FROM PROFESSOR DR. JOHN P. MAHAFFY.
As an authority in the field of Greek antiquities, as well as a scholar of wide learning in various other fields, Professor Mahaffy, of Dublin University, stands in high repute. Among his many published works, in proof of this, are his “Twelve Lectures on Primitive Civilization,” “Prolegomena to Ancient History,” “Social Life in Greece from Homer to Menander,” “Greek Antiquities,” “Rambles and Studies in Greece,” “Greek Life and Thought from Alexander to the Roman Conquest,” “The Greek World under Roman Sway,” and “The Empire of the Ptolemies.” Returning the proof-sheets of “The Threshold Covenant” to the author, he says generously: “Your learning is to me quite astonishing, and I could not venture to criticise you except in a passing way, as I read your proofs hastily. But you will find [on them] rough notes in pencil, only to show what I thought at the moment.”
In comment on the custom, in many lands, of carrying out the dead from a house or a city through a special door or gate, instead of over the threshold at the principal entrance,[[717]] he says: “At present, in the farmhouses about Hoorn, in Holland, there is a state door opened only for marriages and funerals. The family use a side or back door only.”[[718]] Again, “the ἱερὰ πύλη (hiera pule, ‘sacred gate’) at Athens seems to have been an accursed gate, through which criminals only were led out.”
In confirmation of the claim that human life, or blood, was deemed essential in the foundation, or the threshold laying of a city,[[719]] Professor Mahaffy says: “Great Hellenistic cities, as, for instance, Antioch, had a girl sacrificed at their foundation. It was she, apparently, that afterwards appeared as the personification of the city, ἡ τύχη [hē tuchē, ‘the fortune,’] as it was called.”
“The ‘red hand of the O’Neills’ is a famous coat-of-arms well known in Ireland. Lord O’Neill now bears it.”

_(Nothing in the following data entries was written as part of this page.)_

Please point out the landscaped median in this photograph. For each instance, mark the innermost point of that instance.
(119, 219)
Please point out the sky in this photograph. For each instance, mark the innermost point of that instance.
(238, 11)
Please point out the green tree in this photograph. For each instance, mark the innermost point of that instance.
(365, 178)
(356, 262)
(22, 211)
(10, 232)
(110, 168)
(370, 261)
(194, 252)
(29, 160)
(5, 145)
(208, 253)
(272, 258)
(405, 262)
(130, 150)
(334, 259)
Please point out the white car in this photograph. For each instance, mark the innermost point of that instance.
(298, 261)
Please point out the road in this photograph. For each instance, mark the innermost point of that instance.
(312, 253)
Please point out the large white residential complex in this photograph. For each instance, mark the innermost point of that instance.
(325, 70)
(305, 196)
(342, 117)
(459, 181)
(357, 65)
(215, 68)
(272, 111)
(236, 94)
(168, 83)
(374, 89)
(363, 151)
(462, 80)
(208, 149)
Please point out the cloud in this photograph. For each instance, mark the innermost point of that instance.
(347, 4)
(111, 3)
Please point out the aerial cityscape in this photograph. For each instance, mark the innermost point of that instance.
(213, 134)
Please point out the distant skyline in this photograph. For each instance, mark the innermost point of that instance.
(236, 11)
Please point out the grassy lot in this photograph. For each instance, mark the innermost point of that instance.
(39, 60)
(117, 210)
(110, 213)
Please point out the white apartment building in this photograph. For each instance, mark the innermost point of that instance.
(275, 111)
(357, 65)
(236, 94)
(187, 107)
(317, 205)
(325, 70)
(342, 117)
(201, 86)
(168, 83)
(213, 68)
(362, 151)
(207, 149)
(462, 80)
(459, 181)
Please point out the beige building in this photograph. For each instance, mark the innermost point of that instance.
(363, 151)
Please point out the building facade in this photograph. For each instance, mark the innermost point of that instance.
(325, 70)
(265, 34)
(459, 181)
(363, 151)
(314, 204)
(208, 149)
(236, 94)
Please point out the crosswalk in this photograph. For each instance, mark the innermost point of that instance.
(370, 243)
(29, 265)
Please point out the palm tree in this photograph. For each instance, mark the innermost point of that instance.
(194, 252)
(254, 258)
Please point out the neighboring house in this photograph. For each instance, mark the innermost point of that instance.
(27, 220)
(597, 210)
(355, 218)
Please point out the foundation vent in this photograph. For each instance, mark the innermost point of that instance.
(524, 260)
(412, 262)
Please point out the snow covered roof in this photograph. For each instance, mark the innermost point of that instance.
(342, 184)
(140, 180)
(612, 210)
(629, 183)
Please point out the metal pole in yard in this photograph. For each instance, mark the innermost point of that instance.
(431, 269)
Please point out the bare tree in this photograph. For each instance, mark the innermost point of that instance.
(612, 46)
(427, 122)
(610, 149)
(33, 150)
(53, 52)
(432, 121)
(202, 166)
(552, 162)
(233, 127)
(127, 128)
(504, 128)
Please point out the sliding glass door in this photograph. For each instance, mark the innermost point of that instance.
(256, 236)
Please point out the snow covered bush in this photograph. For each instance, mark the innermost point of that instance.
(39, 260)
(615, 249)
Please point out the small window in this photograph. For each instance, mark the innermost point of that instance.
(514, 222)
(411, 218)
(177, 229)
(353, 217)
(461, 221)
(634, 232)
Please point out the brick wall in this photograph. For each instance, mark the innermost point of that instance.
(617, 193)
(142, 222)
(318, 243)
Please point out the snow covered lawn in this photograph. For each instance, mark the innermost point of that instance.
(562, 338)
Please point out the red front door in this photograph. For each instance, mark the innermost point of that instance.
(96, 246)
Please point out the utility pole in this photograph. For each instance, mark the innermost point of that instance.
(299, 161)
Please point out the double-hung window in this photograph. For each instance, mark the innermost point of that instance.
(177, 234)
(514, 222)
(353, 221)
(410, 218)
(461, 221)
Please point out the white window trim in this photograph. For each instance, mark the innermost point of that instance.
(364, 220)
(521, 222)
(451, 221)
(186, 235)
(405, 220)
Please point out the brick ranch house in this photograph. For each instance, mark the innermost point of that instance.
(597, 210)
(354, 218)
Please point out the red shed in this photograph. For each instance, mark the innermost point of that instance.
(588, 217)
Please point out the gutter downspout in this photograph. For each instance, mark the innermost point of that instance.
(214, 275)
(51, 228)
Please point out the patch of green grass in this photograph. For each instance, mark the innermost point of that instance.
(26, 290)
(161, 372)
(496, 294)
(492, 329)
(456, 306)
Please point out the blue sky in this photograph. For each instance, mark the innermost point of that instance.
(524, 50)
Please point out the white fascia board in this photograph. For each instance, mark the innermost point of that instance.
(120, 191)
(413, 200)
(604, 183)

As to my assumption that the first hearthstone must have been, in the nature of things, at the threshold of the cave or tent or hut, as it still is among primitive peoples, and that the first stone laid at the corner, or at the doorway, of a house or building, was, by the very fact of its first laying, the threshold of that structure, Professor Mahaffy says: “I don’t believe in the identification of (1) foundation stone, (2) threshold, (3) house corner, (4) hearthstone, without clear proof.”